With its 1080p recording combined with a fully articulating touchscreen, 5-axis stabilization, and confident focusing, it makes for a fantastic video camera. If you’re an aspiring filmmaker, vlogger, or Youtube content creator looking for a straightforward run & gun setup, this is an excellent choice. Surprisingly, it’s a better alternative to Canon’s 80D for these purposes, considering their price difference. However, bear in mind, you will have to forgo 4K recording. If that’s a deal-breaker for you, then this may not be the best choice. It’s a shame Canon has stuck with 1080p on this model, leaving rivals an opportunity to plow ahead with 4K, because this is otherwise their best budget video camera.

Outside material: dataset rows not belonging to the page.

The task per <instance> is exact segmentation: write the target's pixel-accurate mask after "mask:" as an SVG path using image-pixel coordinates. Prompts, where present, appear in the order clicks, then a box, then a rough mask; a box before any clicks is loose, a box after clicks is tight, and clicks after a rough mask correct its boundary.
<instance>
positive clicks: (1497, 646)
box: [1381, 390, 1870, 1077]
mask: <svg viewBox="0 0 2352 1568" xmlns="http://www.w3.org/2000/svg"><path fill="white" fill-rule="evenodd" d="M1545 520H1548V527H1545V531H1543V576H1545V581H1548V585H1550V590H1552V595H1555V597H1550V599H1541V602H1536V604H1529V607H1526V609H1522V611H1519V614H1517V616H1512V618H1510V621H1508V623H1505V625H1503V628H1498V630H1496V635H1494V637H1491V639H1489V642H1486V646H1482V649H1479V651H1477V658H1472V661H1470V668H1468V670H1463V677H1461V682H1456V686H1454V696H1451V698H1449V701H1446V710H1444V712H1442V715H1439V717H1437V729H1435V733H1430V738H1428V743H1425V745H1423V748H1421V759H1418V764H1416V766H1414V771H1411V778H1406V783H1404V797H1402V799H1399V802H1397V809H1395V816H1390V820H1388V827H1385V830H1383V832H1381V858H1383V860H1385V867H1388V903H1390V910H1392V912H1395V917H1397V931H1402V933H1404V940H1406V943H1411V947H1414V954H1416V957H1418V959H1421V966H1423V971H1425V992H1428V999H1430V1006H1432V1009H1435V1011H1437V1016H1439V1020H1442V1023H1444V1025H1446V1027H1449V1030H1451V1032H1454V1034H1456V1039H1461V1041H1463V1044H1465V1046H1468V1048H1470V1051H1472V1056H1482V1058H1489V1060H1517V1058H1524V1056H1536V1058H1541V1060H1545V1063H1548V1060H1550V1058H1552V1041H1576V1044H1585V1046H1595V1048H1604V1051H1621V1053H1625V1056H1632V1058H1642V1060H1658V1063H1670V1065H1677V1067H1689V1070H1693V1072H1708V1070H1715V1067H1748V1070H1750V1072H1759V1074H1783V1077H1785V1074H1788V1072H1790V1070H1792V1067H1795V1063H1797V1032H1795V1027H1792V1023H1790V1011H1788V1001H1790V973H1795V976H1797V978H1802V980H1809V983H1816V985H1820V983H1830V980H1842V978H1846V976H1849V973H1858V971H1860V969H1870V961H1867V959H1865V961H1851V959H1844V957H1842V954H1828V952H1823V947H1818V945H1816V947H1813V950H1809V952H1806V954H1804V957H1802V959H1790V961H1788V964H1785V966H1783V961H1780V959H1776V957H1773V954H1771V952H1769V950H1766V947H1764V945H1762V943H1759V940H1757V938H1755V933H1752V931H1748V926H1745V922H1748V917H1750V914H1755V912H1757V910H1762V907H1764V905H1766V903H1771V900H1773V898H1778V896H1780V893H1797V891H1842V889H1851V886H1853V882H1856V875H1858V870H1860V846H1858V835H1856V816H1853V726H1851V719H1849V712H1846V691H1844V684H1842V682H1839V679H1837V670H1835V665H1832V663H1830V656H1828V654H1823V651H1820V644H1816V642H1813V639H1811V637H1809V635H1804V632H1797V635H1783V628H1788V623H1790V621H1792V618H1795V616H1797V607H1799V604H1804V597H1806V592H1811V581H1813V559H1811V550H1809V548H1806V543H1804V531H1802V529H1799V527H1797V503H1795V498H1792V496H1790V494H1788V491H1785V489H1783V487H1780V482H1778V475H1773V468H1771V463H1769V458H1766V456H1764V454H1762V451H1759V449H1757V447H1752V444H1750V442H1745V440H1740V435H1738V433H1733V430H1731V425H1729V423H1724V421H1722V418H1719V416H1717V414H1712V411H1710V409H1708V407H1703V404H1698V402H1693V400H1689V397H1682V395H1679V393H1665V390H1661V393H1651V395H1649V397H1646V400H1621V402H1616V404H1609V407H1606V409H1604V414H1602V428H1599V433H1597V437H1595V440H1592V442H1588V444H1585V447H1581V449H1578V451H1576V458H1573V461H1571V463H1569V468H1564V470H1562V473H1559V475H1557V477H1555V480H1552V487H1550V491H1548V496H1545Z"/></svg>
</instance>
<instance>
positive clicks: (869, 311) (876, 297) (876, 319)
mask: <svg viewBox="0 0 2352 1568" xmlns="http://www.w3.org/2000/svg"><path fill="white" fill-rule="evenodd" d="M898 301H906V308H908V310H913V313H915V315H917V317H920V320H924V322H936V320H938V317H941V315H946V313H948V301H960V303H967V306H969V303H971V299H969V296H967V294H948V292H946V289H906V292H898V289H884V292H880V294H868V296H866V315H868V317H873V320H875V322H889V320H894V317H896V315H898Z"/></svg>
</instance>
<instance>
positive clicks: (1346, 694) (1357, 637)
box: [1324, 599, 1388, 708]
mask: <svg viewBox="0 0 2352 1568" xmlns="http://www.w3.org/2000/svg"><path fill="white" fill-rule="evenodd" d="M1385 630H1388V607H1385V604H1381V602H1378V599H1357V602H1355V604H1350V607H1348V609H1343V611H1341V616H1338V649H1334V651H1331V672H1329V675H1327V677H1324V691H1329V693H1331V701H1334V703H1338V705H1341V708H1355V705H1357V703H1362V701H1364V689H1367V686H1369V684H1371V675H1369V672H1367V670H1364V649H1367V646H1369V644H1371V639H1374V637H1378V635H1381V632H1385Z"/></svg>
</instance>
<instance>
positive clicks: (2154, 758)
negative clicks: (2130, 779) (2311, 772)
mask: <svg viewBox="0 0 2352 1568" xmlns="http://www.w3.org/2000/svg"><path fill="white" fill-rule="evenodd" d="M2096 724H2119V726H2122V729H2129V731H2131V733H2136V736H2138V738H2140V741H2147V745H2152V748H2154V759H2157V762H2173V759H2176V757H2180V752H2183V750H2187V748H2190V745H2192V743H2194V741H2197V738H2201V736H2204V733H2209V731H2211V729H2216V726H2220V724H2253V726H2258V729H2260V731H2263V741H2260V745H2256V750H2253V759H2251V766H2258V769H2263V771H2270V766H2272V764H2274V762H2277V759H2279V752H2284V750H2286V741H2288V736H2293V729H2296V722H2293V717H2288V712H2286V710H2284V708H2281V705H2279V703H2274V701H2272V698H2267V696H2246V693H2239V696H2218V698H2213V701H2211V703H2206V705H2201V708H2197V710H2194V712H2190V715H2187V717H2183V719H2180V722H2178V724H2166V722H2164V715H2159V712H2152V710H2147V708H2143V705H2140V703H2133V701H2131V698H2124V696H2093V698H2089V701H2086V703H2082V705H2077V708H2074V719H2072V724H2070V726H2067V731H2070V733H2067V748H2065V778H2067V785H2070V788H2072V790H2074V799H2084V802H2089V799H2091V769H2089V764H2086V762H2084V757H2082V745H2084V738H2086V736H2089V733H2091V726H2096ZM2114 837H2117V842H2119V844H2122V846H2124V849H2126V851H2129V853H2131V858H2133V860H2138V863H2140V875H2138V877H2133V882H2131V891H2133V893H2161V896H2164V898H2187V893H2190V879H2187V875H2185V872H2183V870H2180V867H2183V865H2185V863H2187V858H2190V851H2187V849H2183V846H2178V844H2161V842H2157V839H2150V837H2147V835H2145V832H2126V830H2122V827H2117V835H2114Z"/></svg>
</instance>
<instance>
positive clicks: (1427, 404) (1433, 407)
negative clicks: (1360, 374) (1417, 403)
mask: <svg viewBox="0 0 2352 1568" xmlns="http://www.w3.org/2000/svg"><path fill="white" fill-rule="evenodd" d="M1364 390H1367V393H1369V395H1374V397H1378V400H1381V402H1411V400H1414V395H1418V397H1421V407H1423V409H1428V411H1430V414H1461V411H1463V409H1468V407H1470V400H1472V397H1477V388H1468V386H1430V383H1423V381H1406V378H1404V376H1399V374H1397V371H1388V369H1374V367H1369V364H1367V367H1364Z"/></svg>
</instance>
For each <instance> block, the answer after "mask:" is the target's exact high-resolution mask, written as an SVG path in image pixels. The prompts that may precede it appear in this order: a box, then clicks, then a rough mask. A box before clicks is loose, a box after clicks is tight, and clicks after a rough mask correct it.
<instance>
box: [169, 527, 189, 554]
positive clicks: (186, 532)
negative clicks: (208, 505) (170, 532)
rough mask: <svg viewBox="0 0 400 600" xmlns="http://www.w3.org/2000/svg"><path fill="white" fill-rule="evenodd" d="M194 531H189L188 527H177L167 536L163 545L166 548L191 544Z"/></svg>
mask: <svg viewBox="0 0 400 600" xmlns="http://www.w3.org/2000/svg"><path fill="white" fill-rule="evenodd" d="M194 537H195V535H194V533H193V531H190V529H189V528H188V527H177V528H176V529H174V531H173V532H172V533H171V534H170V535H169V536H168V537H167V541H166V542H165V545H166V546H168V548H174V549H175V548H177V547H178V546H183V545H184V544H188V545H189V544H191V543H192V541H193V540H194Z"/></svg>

In the end, the 77D is an excellent mid-range DSLR for those looking for an upgrade over other entry-level bodies without the back-breaking effort demanded by a pro-level camera. While this camera is technically positioned just below the 80D, it makes for the better of the two cameras in the vast majority of cases. It inherits many of its successful elements and essentially delivers the same photo and video quality, autofocusing in a light and more affordable body. Not only that, but it’s also complemented with an updated processor and better connectivity. And even years after its initial debut, it remains one to watch going forward and a competitive option for beginning creators.
Design to sit roughly between the entry-level and the mid-range, in many respects, this is a refreshed updated to Canon’s acclaimed 80D. The 77D is a lightweight, compact, and well-built camera with excellent performance that makes for a compelling choice for first time DSLR users. And for the performance it delivers at such a bargain price, it provides serious value for the money spent.